Blah, Blah, Blah: Skewering Hollywood With Sweat Flying

Blue Theater,

through August 10

Running Time: 2 hrs, 15 min

Now, to me this is a funny situation: A movie studio employee comes into a producer’s office with a sawed-off shotgun. The employee doesn’t look like a psycho. He’s quiet, polite, unassuming. The producer shows him the right way to kill people — loud, demeaning, totally amoral. The employee picks right up on the style and blows everyone away, including the producer. It’s an effective parody of American violence visited on the people who purvey that violence. It turns the tables by challenging our stereotypical assumptions about psychos and the movies, and making us deal with them in new and unexpected ways.

Lowell Bartholomee wrote and directed these 14 sketches, gathered together under the title Blah, Blah, Blah, produced by Refraction Arts and Bayou Radio, and described on the program as “Seven Sharp Shorts and More, Featuring B Sides and Previously Unreleased Material.” While some of the sketches seemingly have nothing to do with the movie industry, it is with the movies that Bartholomee is undeniably obsessed, and it is the movies that get addressed most often, with pieces about a rube that gets a line in a movie, a writer pitching a movie idea called Waiting for Godot, and an obsessed fan explaining the meaning of Casablanca, to name a few.

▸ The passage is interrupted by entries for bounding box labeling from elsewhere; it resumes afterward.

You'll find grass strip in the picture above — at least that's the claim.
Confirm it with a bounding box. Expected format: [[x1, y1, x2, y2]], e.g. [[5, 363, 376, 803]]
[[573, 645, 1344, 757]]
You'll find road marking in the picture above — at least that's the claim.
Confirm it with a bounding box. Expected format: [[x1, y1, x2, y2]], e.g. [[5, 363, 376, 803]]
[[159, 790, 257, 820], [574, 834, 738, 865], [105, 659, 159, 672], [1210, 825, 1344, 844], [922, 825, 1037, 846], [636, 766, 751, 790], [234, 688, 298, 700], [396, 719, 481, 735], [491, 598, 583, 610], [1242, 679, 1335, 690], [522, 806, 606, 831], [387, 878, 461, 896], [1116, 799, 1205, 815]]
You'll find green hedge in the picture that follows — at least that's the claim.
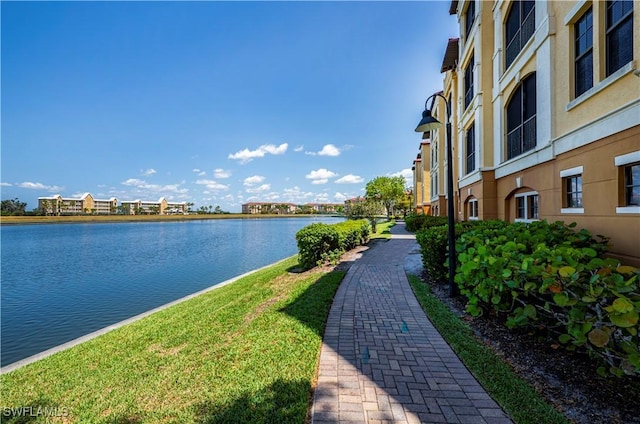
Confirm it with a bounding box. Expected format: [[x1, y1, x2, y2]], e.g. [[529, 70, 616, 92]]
[[416, 220, 508, 283], [296, 219, 371, 269]]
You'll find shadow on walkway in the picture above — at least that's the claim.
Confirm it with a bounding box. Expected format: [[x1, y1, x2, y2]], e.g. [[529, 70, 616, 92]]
[[285, 223, 511, 424]]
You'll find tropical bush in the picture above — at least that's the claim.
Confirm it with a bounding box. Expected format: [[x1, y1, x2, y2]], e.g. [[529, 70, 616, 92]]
[[455, 221, 640, 376], [296, 219, 371, 269]]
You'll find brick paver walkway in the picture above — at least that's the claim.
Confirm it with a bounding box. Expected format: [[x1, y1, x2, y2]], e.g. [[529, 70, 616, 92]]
[[312, 223, 511, 424]]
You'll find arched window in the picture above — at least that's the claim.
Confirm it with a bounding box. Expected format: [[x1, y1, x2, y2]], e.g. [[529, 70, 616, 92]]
[[506, 73, 536, 159], [504, 0, 536, 69]]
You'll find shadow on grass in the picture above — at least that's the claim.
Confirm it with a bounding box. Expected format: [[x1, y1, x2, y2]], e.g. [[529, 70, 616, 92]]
[[194, 270, 345, 424], [195, 380, 311, 424]]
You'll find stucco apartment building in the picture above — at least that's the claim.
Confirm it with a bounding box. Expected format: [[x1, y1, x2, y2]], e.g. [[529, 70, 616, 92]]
[[242, 202, 344, 215], [38, 193, 118, 215], [414, 0, 640, 266], [38, 193, 187, 215]]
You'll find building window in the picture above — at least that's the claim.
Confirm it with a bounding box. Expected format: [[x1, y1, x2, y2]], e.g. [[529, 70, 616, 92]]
[[469, 199, 478, 219], [624, 162, 640, 206], [574, 8, 593, 97], [464, 0, 476, 39], [606, 0, 633, 76], [465, 124, 476, 174], [564, 175, 583, 208], [507, 73, 536, 159], [505, 1, 536, 69], [515, 191, 539, 222], [464, 55, 474, 109]]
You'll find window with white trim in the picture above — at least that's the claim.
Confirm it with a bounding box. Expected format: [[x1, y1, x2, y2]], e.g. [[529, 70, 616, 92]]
[[504, 1, 536, 69], [468, 199, 478, 219], [464, 55, 475, 110], [574, 8, 593, 97], [564, 175, 583, 208], [560, 166, 584, 213], [464, 0, 476, 39], [624, 162, 640, 206], [613, 150, 640, 214], [515, 191, 539, 222], [465, 124, 476, 174], [506, 73, 537, 160], [606, 0, 634, 76]]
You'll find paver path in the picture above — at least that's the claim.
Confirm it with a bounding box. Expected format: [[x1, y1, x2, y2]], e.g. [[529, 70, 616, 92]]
[[312, 223, 511, 424]]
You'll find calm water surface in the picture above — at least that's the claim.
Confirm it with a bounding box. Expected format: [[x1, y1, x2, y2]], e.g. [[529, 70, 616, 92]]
[[0, 217, 342, 366]]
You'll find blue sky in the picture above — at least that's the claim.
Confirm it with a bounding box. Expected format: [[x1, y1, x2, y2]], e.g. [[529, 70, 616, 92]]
[[0, 1, 458, 212]]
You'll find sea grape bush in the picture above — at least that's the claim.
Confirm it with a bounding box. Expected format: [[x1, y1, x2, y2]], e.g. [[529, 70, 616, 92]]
[[296, 219, 371, 269], [416, 217, 508, 282], [456, 221, 640, 376]]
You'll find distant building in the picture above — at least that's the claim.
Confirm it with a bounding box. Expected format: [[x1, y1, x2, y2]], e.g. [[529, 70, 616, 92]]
[[122, 197, 187, 215], [242, 202, 344, 215], [38, 193, 118, 215], [38, 193, 187, 215]]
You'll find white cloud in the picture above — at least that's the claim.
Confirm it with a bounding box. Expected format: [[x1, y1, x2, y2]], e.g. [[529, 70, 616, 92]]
[[243, 175, 265, 187], [122, 178, 147, 187], [387, 168, 413, 180], [335, 174, 364, 184], [283, 186, 313, 202], [196, 179, 229, 191], [333, 192, 348, 202], [122, 178, 189, 196], [228, 143, 289, 165], [318, 144, 340, 156], [246, 184, 271, 193], [16, 181, 64, 193], [213, 168, 231, 178]]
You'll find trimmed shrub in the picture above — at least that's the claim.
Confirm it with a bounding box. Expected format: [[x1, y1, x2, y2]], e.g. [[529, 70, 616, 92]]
[[416, 217, 508, 283], [456, 221, 640, 376]]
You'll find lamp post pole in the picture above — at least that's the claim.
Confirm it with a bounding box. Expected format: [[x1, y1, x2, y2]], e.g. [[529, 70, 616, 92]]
[[443, 100, 458, 297], [415, 92, 458, 297]]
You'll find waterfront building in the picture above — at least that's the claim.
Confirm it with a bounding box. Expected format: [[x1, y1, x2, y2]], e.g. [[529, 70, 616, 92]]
[[38, 193, 118, 215], [38, 193, 187, 215], [122, 197, 187, 215], [418, 0, 640, 265], [242, 202, 344, 215]]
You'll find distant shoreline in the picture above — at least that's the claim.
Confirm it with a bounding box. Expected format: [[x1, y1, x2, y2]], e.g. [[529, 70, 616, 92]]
[[0, 213, 340, 226]]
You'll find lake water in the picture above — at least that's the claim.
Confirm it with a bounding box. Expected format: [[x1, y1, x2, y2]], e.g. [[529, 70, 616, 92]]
[[0, 217, 342, 366]]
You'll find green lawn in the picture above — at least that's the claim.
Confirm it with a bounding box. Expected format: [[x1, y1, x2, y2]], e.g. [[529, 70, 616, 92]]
[[371, 220, 396, 239], [0, 258, 344, 424]]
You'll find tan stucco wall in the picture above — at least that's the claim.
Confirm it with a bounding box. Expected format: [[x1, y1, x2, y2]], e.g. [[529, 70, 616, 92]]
[[460, 171, 498, 220], [496, 126, 640, 266], [552, 1, 640, 137]]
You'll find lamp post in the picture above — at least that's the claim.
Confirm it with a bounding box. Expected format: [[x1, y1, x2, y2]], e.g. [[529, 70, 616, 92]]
[[416, 92, 458, 297]]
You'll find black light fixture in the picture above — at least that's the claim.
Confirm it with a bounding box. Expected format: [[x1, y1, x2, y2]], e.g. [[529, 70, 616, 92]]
[[415, 91, 458, 297]]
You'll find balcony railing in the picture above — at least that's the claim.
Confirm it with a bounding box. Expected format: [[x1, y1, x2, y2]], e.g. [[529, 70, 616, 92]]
[[507, 115, 536, 159]]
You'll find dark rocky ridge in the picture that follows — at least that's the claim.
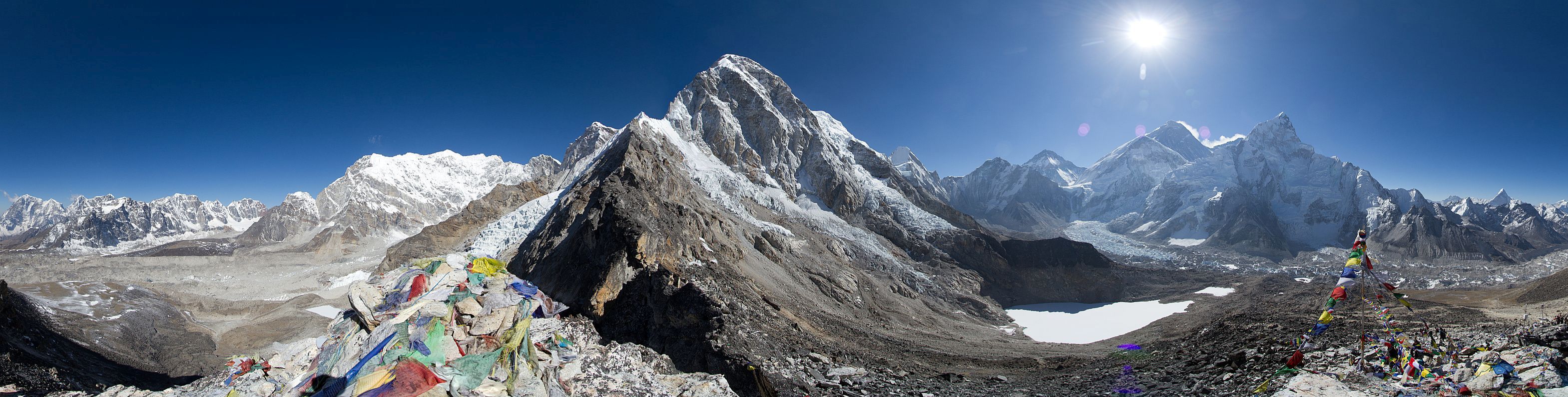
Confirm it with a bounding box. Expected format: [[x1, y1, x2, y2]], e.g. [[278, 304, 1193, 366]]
[[510, 56, 1212, 396], [0, 281, 199, 396]]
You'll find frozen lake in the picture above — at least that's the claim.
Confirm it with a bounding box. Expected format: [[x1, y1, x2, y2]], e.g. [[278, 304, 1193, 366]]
[[1007, 300, 1191, 344]]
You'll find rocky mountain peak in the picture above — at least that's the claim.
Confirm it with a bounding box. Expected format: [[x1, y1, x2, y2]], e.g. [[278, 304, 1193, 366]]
[[317, 150, 536, 230], [888, 146, 925, 168], [0, 194, 66, 236], [1148, 121, 1214, 162], [563, 121, 618, 170], [1024, 149, 1085, 186], [1487, 188, 1513, 207], [1247, 112, 1301, 143]]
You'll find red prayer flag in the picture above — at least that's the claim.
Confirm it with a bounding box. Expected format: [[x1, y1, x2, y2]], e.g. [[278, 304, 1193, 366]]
[[1328, 287, 1350, 300], [408, 274, 425, 302]]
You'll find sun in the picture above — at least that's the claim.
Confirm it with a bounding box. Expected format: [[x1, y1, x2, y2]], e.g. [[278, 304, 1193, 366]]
[[1127, 19, 1165, 48]]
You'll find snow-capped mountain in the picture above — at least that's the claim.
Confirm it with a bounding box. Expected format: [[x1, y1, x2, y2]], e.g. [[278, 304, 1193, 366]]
[[0, 194, 66, 237], [237, 150, 561, 251], [1079, 121, 1209, 222], [394, 55, 1179, 389], [1144, 121, 1214, 163], [947, 113, 1568, 260], [0, 150, 561, 252], [0, 194, 267, 250]]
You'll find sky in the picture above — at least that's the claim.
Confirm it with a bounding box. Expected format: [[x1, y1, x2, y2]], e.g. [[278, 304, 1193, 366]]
[[0, 0, 1568, 206]]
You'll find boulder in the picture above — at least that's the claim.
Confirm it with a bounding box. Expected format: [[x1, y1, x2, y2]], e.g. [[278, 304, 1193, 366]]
[[1273, 372, 1372, 397], [1465, 364, 1502, 390]]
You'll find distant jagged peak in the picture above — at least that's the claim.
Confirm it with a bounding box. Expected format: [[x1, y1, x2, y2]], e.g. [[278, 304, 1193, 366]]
[[11, 193, 59, 206], [1024, 149, 1082, 168], [1146, 121, 1214, 162], [888, 146, 925, 168], [1487, 188, 1513, 207], [1024, 149, 1085, 186], [1247, 112, 1301, 143]]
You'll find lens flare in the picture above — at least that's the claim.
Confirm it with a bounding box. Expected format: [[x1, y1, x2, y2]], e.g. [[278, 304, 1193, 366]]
[[1127, 19, 1165, 48]]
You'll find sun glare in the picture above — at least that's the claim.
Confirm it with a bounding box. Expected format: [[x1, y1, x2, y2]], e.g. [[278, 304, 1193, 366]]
[[1127, 19, 1165, 48]]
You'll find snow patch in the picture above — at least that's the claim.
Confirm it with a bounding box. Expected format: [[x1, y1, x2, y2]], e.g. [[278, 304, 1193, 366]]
[[306, 304, 343, 318], [467, 190, 566, 258], [1193, 287, 1236, 296], [1007, 302, 1192, 344]]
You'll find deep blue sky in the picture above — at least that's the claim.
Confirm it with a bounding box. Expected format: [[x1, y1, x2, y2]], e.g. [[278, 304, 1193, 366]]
[[0, 0, 1568, 206]]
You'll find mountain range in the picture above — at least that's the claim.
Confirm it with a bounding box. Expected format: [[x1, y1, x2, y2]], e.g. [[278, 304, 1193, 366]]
[[0, 55, 1568, 396]]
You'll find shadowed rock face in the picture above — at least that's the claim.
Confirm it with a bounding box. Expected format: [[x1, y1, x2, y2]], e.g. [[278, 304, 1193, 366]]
[[941, 158, 1082, 238], [0, 281, 198, 396], [510, 56, 1166, 396], [380, 180, 552, 272]]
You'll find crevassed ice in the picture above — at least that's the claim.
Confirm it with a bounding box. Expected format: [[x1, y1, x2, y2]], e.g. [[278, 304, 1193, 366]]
[[467, 190, 564, 258]]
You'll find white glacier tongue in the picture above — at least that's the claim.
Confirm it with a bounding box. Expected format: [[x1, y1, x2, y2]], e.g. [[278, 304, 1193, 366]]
[[661, 55, 954, 236], [1024, 150, 1085, 186], [0, 193, 267, 252], [0, 194, 66, 237], [467, 190, 564, 258], [1148, 121, 1212, 162], [317, 150, 539, 232]]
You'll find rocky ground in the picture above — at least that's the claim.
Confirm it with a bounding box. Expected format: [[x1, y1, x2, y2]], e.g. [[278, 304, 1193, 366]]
[[1063, 218, 1568, 288], [727, 276, 1568, 397]]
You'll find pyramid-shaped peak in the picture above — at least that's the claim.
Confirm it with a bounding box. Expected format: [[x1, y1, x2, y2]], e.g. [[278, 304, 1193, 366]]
[[888, 146, 921, 165], [1148, 121, 1214, 162], [1247, 112, 1301, 143], [1487, 188, 1513, 207], [1024, 149, 1074, 168]]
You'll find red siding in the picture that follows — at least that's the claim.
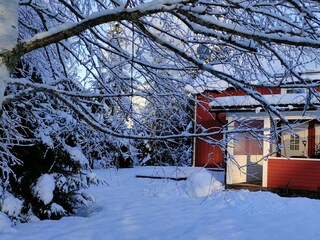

The atmospheric conditions at the Blue Theater on the evening I attended were trying. It was warm, really warm, so if you go, dress cool. I say this because, as an audience member, if I’m physically uncomfortable, I have to work harder to enjoy what I’m watching, much harder than under normal conditions. The same is true of performers. The six actors in the show are talented, with voices and presences that fill, sometimes overwhelm, the space. Acting effectively is a difficult task under any circumstances, but these actors were using tremendous energy, attacking the material in very physical, vocal ways. Sweat was flying, but they tended, as a group, to hit a level and stay there. There was variation in their delivery, but not nearly enough. I enjoyed some of the sketches, particularly “A Check Up From the Neck Up,” with Douglas Taylor as the producer and Judson L. Jones as the psycho employee, and one titled “Showtime,” in which everyone was the star of his or her own movie — except, of course, the cameramen, with Taylor and Robert S. Fisher stealing the scene. But for the most part, the actors seemed to strain against the material rather than letting it speak for itself, as if they were trying to sell it, as if they didn’t have confidence in it.

It could be that the actors weren’t straining against the material. It could be that they were straining against the conditions. Bartholomee’s material skewers its subject matter, the vast majority of the situations are clever and perceptive, but either Bartholomee, or the actors, or both, didn’t trust what they had. There’s material out there you have to work hard to sell, but this isn’t it.